Using SIMD types for vector addition

wigging · October 3, 2024, 2:18pm

In the example below I use SIMD and Accelerate to add two large vectors. The elapsed time for the SIMD4 and SIMD64 examples is much slower than the Accelerate example. Maybe Accelerate is doing something under-the-hood to optimize this problem. Anyway, I have never used SIMD types in Swift, so can someone comment on my use of SIMD here and if I used it correctly?

import Accelerate

func runSimd4(_ a: [Double], _ b: [Double]) {
    var c: [Double] = Array(repeating: 0.0, count: a.count)
    let tic = Date.now

    // Define the chunk size based on the SIMD vector type (e.g., SIMD4<Float>)
    let chunkSize = 4

    // Process the arrays in chunks
    let remainderStartIndex = a.count - (a.count % chunkSize)

    for i in stride(from: 0, to: remainderStartIndex, by: chunkSize) {
        // Create SIMD vectors for the current chunk
        let simdA = SIMD4<Double>(a[i], a[i+1], a[i+2], a[i+3])
        let simdB = SIMD4<Double>(b[i], b[i+1], b[i+2], b[i+3])

        // Perform element-wise addition using SIMD
        let simdResult = simdA + simdB

        // Store the result back into the result array
        c[i] = simdResult[0]
        c[i+1] = simdResult[1]
        c[i+2] = simdResult[2]
        c[i+3] = simdResult[3]
    }

    // Handle the remainder elements that don't fit into SIMD chunks
    for i in remainderStartIndex..<a.count {
        c[i] = a[i] + b[i]
    }

    let toc = tic.timeIntervalSinceNow.magnitude

    print("SIMD4 elapsed time ........ \(toc) s")
    //print("SIMD4 result ........", c)
}

func runSimd64(_ a: [Double], _ b: [Double]) {
    var c: [Double] = Array(repeating: 0.0, count: a.count)
    let tic = Date.now

    // Define the chunk size based on the SIMD vector type (e.g., SIMD64<Float>)
    let chunkSize = 64

    // Process the arrays in chunks
    let remainderStartIndex = a.count - (a.count % chunkSize)

    for i in stride(from: 0, to: remainderStartIndex, by: chunkSize) {
        // Create SIMD vectors for the current chunk
        let simdA = SIMD64<Double>(a[i..<i+chunkSize])
        let simdB = SIMD64<Double>(b[i..<i+chunkSize])

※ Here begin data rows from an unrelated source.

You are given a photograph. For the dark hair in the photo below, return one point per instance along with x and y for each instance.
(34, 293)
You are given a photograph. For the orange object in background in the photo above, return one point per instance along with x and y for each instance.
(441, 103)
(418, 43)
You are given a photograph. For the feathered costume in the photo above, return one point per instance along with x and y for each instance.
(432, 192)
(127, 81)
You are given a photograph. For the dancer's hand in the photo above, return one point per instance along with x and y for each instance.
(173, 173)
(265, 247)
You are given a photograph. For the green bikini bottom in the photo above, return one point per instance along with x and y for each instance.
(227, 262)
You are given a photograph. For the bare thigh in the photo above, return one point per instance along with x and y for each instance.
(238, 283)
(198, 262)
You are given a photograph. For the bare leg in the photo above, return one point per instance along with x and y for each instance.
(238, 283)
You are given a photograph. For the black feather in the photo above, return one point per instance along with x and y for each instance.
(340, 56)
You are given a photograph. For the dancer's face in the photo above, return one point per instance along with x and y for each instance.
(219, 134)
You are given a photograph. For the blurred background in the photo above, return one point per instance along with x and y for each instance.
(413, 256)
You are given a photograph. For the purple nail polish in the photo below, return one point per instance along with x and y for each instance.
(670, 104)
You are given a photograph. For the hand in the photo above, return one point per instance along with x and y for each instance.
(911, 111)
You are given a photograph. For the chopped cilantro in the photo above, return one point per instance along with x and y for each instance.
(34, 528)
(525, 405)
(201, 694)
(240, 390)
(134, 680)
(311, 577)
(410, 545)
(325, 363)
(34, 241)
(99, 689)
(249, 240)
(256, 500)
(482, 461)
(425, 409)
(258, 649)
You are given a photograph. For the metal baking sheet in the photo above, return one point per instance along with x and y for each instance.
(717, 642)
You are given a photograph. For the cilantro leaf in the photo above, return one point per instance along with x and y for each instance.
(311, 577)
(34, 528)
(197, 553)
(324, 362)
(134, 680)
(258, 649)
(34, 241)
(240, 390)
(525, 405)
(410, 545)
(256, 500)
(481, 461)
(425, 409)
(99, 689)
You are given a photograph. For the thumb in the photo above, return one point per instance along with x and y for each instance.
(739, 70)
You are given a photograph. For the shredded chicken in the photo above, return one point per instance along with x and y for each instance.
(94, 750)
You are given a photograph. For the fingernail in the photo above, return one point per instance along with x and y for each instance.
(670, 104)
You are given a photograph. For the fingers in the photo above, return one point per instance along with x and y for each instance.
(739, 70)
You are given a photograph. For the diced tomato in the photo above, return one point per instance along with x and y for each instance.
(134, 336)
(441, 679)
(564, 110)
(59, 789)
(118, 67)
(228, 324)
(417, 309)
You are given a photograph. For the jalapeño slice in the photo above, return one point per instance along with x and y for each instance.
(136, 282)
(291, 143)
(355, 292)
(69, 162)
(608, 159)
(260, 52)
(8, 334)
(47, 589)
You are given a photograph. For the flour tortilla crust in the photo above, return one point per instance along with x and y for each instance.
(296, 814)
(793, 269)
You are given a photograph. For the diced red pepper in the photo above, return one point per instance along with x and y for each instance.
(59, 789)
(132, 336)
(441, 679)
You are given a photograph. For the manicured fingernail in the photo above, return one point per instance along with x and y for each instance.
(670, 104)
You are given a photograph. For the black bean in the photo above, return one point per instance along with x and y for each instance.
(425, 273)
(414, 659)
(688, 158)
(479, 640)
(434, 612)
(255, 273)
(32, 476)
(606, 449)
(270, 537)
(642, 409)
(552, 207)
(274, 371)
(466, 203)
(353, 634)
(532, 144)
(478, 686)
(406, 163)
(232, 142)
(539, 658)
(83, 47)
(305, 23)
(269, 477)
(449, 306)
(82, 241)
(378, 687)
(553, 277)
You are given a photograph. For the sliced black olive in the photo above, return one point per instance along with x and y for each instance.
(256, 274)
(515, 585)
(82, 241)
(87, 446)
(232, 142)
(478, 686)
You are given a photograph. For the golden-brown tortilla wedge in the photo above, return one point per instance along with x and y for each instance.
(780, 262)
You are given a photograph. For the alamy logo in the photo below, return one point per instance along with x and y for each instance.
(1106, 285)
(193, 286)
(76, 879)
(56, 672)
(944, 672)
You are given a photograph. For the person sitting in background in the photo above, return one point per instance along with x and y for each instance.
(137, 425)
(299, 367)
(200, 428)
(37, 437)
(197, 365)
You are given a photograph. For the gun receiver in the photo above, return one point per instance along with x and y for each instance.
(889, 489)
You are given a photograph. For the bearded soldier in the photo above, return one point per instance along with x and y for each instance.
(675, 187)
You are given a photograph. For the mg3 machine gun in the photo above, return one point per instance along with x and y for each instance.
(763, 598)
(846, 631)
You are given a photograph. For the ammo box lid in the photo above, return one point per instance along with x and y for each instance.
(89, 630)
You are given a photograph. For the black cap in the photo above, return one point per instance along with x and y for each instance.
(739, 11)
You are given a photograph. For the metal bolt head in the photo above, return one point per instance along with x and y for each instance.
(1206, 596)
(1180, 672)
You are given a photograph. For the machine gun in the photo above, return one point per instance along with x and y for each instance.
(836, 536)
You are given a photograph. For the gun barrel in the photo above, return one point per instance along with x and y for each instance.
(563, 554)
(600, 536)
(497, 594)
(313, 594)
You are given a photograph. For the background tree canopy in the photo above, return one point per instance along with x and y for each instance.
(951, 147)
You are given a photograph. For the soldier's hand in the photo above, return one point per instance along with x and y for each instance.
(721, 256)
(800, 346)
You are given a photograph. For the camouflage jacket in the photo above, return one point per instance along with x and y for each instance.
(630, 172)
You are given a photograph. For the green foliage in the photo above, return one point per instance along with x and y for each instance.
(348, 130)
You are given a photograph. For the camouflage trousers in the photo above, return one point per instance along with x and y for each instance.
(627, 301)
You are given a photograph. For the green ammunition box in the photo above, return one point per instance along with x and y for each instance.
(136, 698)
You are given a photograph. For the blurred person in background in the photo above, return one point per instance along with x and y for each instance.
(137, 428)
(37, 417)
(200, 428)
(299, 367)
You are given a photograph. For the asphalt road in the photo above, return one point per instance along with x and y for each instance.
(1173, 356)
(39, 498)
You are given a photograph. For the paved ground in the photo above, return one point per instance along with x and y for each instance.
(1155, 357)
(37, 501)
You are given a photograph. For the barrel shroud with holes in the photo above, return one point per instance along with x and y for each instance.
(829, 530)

        // Perform element-wise addition using SIMD
        let simdResult = simdA + simdB

        // Store the result back into the result array
        for j in 0..<chunkSize {
            c[i + j] = simdResult[j]
        }
    }

    // Handle the remainder elements that don't fit into SIMD chunks
    for i in remainderStartIndex..<a.count {
        c[i] = a[i] + b[i]
    }

    let toc = tic.timeIntervalSinceNow.magnitude

    print("SIMD64 elapsed time ....... \(toc) s")
    //print("SIMD64 result ........", c)
}

func runAccelerate(_ a: [Double], _ b: [Double]) {
    let tic = Date.now
    let c = vDSP.add(a, b)
    let toc = tic.timeIntervalSinceNow.magnitude

    print("Accelerate elapsed time ... \(toc) s")
    //print("Accelerate result ...", c)
}

// --- Run examples ---

//let a = [1, 2, 3, 4, 5, 6, 7, 8, 9, 10.0]
//let b = [2, 3, 4, 5, 6, 7, 8, 9, 10, 11.0]

let n = 100_000
let a = (0..<n).map { _ in Double.random(in: 0...1) }
let b = (0..<n).map { _ in Double.random(in: 0...1) }

runAccelerate(a, b)
runSimd4(a, b)
runSimd64(a, b)

The elapsed times from an Intel Mac are shown below. I did not run the code with any optimizations enabled.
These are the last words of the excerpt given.